Authors:
Conderino S, Thorpe LE, Divers J, Albrecht SS, Farley SM, Lee DC, Anthopolos R.
Abstract:
Introduction There is growing interest in using electronic health records (EHRs) for chronic disease surveillance. However, these data are convenience samples of in-care individuals, which are not representative of target populations for public health surveillance, generally defined, for the relevant period, as resident populations within city, state or other jurisdictions. We focus on using EHR data for the estimation of diabetes prevalence among young adults in New York City, as the rising diabetes burden in younger ages calls for better surveillance capacity.
Methods This article applies common non-probability sampling methods, including raking, post-stratification and multilevel regression with post-stratification, to real and simulated data for the cross-sectional estimation of diabetes prevalence among those aged 18–44 years. Within real data analyses, we externally validate city-level and neighbourhood-level EHR-based estimates to gold-standard estimates from a local health survey. Within data simulations, we probe the extent to which residual biases remain when selection into the EHR sample is non-ignorable.

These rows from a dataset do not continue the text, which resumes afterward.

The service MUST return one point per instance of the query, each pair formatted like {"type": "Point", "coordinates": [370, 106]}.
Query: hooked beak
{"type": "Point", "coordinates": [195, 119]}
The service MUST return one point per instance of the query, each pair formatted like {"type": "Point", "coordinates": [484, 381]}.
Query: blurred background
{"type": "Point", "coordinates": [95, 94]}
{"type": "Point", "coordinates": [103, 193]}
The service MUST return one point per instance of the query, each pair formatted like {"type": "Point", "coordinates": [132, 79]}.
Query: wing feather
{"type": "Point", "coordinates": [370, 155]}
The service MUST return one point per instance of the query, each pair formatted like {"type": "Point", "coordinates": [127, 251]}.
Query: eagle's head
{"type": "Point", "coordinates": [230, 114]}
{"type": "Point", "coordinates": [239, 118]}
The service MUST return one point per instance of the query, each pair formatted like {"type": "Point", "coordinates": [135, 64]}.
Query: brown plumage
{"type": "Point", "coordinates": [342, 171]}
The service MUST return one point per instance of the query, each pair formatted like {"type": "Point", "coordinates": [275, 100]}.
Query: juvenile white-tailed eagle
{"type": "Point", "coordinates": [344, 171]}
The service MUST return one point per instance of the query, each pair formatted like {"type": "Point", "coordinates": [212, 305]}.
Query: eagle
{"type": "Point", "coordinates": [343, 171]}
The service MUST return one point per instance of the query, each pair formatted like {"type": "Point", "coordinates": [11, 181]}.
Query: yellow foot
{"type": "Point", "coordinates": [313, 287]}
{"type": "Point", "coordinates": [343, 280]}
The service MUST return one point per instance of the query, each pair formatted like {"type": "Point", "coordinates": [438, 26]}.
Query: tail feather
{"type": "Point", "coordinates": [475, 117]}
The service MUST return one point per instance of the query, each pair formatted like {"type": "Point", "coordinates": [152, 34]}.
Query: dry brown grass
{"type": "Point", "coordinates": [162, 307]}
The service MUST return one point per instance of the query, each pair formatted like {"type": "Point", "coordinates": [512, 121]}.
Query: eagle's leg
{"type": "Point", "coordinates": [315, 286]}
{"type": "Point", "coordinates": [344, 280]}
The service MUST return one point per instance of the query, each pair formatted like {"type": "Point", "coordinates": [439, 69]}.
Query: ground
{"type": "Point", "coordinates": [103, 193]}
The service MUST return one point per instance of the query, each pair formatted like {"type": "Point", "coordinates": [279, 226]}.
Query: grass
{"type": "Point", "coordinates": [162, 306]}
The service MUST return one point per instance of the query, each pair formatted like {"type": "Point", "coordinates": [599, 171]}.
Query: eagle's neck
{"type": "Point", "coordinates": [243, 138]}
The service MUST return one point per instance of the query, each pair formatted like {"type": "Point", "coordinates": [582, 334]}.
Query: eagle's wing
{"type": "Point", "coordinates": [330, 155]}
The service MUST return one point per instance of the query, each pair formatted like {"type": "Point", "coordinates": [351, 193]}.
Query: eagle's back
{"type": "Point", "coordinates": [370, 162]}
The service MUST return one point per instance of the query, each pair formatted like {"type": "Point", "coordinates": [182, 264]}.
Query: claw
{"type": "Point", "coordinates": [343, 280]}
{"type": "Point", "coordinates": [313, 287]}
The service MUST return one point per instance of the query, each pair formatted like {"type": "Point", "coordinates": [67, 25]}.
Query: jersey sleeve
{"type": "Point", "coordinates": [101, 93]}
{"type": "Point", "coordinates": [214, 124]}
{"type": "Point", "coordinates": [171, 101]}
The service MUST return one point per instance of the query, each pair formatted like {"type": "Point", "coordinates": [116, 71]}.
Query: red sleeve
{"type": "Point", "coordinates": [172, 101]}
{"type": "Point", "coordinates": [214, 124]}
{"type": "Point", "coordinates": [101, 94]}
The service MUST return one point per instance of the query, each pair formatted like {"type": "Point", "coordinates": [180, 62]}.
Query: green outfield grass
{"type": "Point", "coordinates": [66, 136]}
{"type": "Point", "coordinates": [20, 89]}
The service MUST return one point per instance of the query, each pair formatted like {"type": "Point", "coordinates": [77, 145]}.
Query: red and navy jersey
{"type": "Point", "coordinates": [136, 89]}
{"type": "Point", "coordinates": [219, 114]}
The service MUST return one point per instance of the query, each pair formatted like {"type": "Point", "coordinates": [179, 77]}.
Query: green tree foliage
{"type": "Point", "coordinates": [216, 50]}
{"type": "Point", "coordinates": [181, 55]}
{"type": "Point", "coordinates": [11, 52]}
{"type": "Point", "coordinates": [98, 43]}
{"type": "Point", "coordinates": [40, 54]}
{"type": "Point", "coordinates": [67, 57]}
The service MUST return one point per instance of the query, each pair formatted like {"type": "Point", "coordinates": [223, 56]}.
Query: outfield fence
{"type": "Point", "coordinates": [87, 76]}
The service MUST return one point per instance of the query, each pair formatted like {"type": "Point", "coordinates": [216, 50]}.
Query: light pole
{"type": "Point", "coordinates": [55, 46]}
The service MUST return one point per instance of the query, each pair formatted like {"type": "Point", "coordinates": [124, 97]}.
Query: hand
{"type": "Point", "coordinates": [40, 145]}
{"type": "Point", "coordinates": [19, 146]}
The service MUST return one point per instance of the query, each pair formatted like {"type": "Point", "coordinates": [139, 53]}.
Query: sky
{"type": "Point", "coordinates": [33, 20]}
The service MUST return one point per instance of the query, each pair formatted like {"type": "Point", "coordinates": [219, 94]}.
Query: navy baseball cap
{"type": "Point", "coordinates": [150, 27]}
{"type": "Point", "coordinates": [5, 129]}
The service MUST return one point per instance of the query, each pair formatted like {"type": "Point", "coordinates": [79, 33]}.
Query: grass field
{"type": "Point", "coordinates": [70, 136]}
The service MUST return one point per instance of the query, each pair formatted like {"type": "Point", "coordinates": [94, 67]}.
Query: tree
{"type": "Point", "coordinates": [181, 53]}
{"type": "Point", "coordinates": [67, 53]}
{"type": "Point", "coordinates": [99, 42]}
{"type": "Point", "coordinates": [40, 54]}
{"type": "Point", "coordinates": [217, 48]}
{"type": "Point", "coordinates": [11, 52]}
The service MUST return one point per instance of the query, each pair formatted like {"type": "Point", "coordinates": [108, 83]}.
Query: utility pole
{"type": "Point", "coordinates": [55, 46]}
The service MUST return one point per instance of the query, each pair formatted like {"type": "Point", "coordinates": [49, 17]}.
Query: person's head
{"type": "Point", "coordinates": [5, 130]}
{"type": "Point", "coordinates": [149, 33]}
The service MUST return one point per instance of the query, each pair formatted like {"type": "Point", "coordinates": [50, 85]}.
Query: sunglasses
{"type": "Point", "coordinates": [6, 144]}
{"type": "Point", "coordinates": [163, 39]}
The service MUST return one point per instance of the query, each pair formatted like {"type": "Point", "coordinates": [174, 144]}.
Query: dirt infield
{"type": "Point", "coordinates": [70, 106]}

Results Within the real data analyses, these methods reduced the impact of selection biases in the citywide prevalence estimate compared with the gold standard. Residual biases remained at the neighbourhood-level, where prevalence tended to be overestimated, especially in neighbourhoods where a higher proportion of residents were captured in the sample. Simulation results demonstrated these methods may be sufficient, except when selection into the EHR is non-ignorable, depending on unmeasured factors or on diabetes status.
Conclusions While EHRs offer the potential to innovate on chronic disease surveillance, care is needed when estimating prevalence for small geographies or when selection is non-ignorable.